TRENS is a character encoding converter API and tool that lets you batch convert text files, from and to different encodings.
For example, you can use it to convert a directory full of text files while maintaining the directory structure of the original files.
To do so, TRENS
wraps the GNU iconv
library in an efficient way. If used correctly, the performances are outstanding.
We’ve experienced batch UTF-8 speed conversion up to a million Tweets per second (~130 MB/sec) on commodity machines.
TRENS has been tested and is known to run on Windows, Linux, and Mac OS X ... 32/64-bit.
It will likely work fine on most UNIX systems too.
Immediate benefits for your programs are:
- Only 3 calls out of 6 to get the job done.

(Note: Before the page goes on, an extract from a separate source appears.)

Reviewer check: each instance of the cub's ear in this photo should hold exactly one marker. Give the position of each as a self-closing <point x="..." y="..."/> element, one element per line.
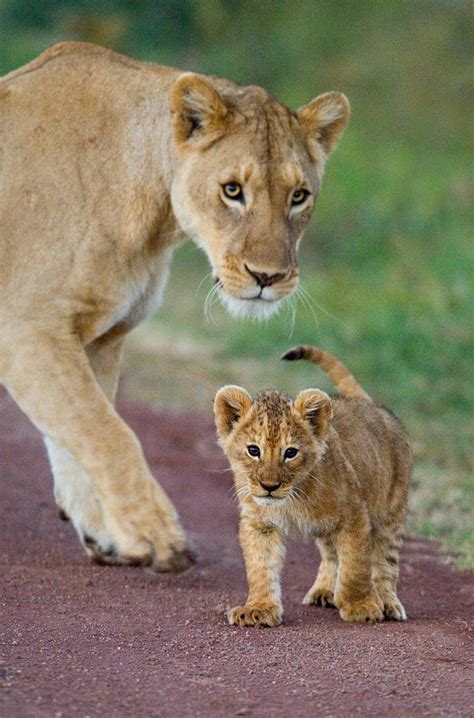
<point x="230" y="404"/>
<point x="316" y="407"/>
<point x="199" y="114"/>
<point x="324" y="119"/>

- Provides support for different encodings: European languages, Semitic languages, Japanese, Chinese, full Unicode, etc.
- An adaptive streaming API: able to convert infinite stream of data (far larger than available RAM)
- Never exceed 10MB of memory usage: caller can also decide of the max. buffer size to use (down to only 4B).
- Support advanced libiconv‘s features such as transliteration, etc.
- Extend your application to an international audience.
- Parallel conversion of several thousands files at a time.
- No cygwin environment needed, fully native on Windows.
- Offer a portable command line tool equivalent to the iconv command.